Wednesday, December 16, 2009

Brain changes related to intense remedial reading programs

Remedial reading programs are common - but I don't think there as intensive as this paper published in Neuron ...
White Matter and Reading in Children - Health Blog - WSJ

... Researchers found that kids who were weak readers fared poorly on a common measure of white matter in a key region of the brain. But after 100 hours of intensive reading instruction, the kids showed significant improvement in white matter (and in reading). Similar children who didn’t get the intensive instruction didn’t show improvement. The study included 47 weak readers and 25 strong readers, and the kids were between ages 8 and 12...
The abstract doesn't tell us much about the reading program, and the full text article is not freely available at this time. I'd love to know what program they used.

2 comments:

Anonymous said...

I would love to know too! The only thing is, with a child that has multiple areas of difficulty and is prescribed an intensive intervention for each area, everyone quickly runs out of energy, time, and money. But then we load up on guilt that we didn't do everything possible.

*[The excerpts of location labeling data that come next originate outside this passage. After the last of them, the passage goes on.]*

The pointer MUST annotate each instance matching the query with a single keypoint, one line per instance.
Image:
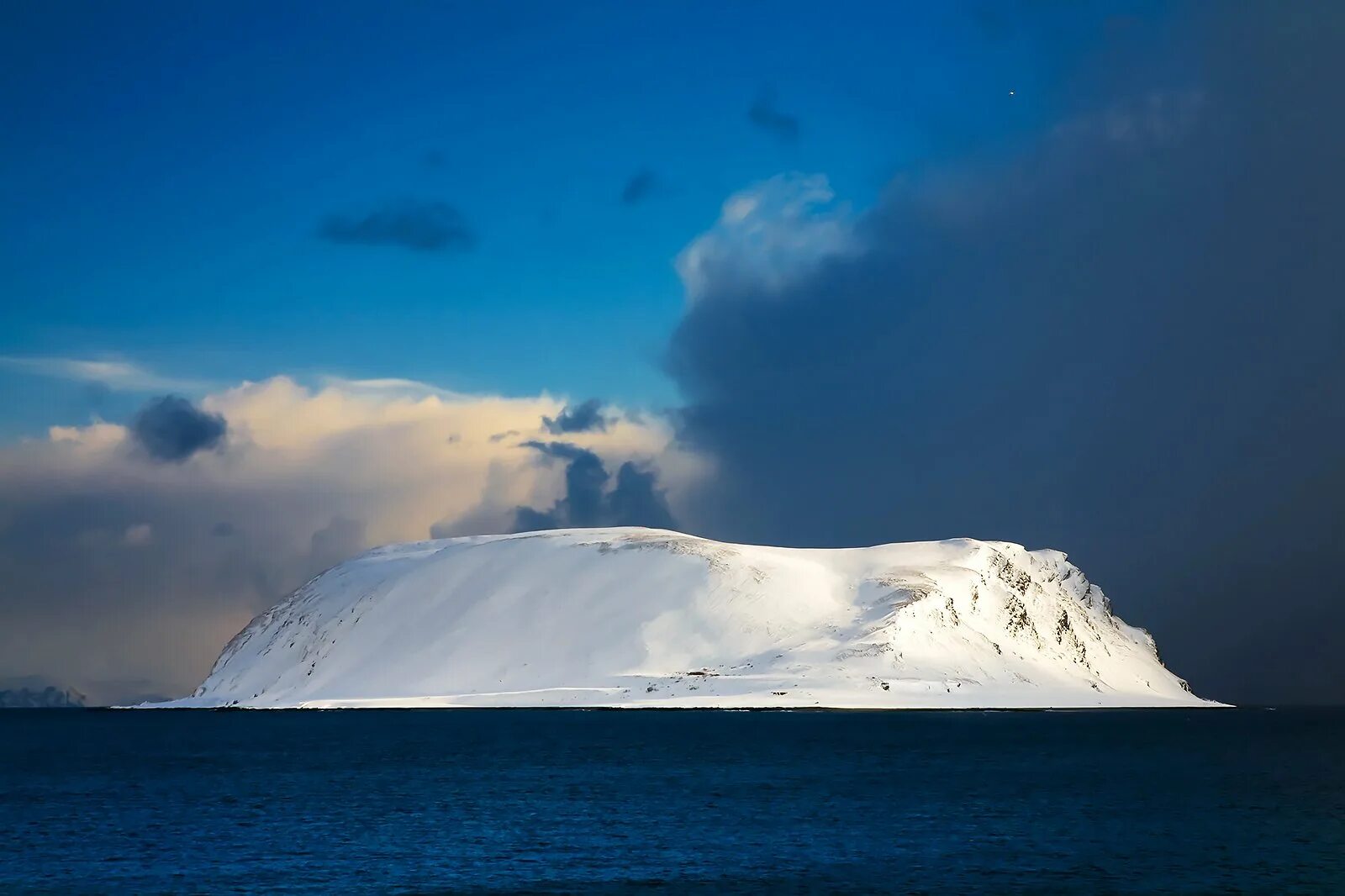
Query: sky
(276, 287)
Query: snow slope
(649, 618)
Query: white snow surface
(651, 618)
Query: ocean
(618, 801)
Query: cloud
(767, 237)
(417, 225)
(172, 430)
(639, 187)
(120, 376)
(584, 417)
(138, 535)
(766, 116)
(121, 571)
(1120, 336)
(634, 501)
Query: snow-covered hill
(649, 618)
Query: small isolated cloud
(767, 235)
(766, 116)
(103, 376)
(634, 501)
(172, 430)
(585, 417)
(423, 226)
(639, 187)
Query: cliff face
(636, 618)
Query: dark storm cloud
(1123, 342)
(639, 187)
(766, 116)
(423, 226)
(172, 430)
(585, 417)
(634, 501)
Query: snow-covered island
(650, 618)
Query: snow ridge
(652, 618)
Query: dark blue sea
(477, 801)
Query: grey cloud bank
(1123, 340)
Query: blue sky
(167, 166)
(1080, 288)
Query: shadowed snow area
(651, 618)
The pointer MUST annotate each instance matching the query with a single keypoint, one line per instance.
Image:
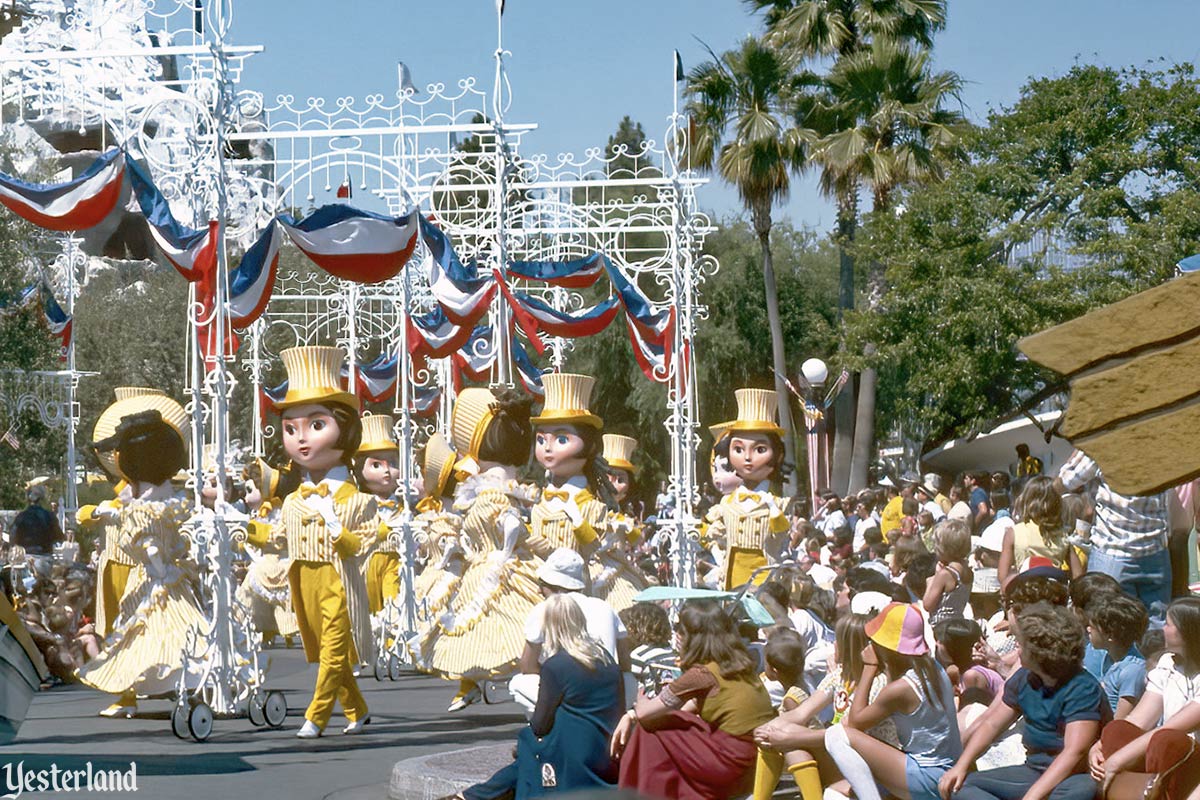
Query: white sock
(853, 767)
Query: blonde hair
(565, 629)
(951, 540)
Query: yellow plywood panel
(1140, 385)
(1150, 455)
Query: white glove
(328, 511)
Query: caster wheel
(255, 710)
(199, 721)
(275, 709)
(179, 719)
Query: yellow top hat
(439, 461)
(469, 420)
(567, 401)
(757, 409)
(126, 392)
(377, 435)
(618, 451)
(315, 376)
(172, 413)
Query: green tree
(739, 107)
(1083, 192)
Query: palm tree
(742, 128)
(816, 29)
(889, 127)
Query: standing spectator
(580, 701)
(1128, 534)
(35, 528)
(979, 498)
(1026, 465)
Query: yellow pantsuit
(328, 590)
(321, 603)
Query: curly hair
(647, 624)
(1026, 590)
(1054, 638)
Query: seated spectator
(562, 572)
(1152, 752)
(1115, 623)
(1063, 708)
(580, 699)
(948, 591)
(651, 656)
(918, 698)
(694, 739)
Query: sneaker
(358, 726)
(462, 701)
(119, 710)
(310, 731)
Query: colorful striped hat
(899, 627)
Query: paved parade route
(239, 761)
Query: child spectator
(1115, 623)
(1152, 752)
(785, 665)
(652, 660)
(1039, 533)
(918, 698)
(1063, 708)
(948, 591)
(957, 642)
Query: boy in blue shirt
(1063, 708)
(1115, 620)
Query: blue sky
(577, 66)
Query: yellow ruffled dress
(444, 561)
(478, 631)
(144, 653)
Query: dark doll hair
(959, 637)
(1054, 637)
(509, 438)
(148, 450)
(349, 429)
(928, 671)
(1185, 613)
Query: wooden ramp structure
(1134, 373)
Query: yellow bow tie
(321, 489)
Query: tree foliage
(1083, 192)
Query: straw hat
(172, 413)
(439, 461)
(315, 376)
(567, 401)
(378, 437)
(757, 409)
(901, 629)
(618, 451)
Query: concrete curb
(427, 777)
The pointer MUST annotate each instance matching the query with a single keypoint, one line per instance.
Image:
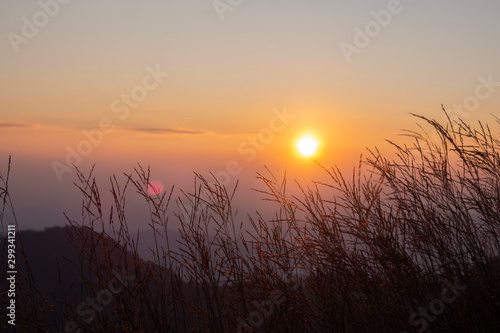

Does the abstract say what the magnitude of the effect of this intervention was? 100 hours of intensive reading intervention produced on average how much improvement? (and what variation underlying this average)?

JGF said...

I so know what you mean. There are a million possible interventions -- and we can only do a thousand or so.

The abstract had very little information. There's a chance I'll pick up the article when I'm next at the U, but that's 50/50 at best.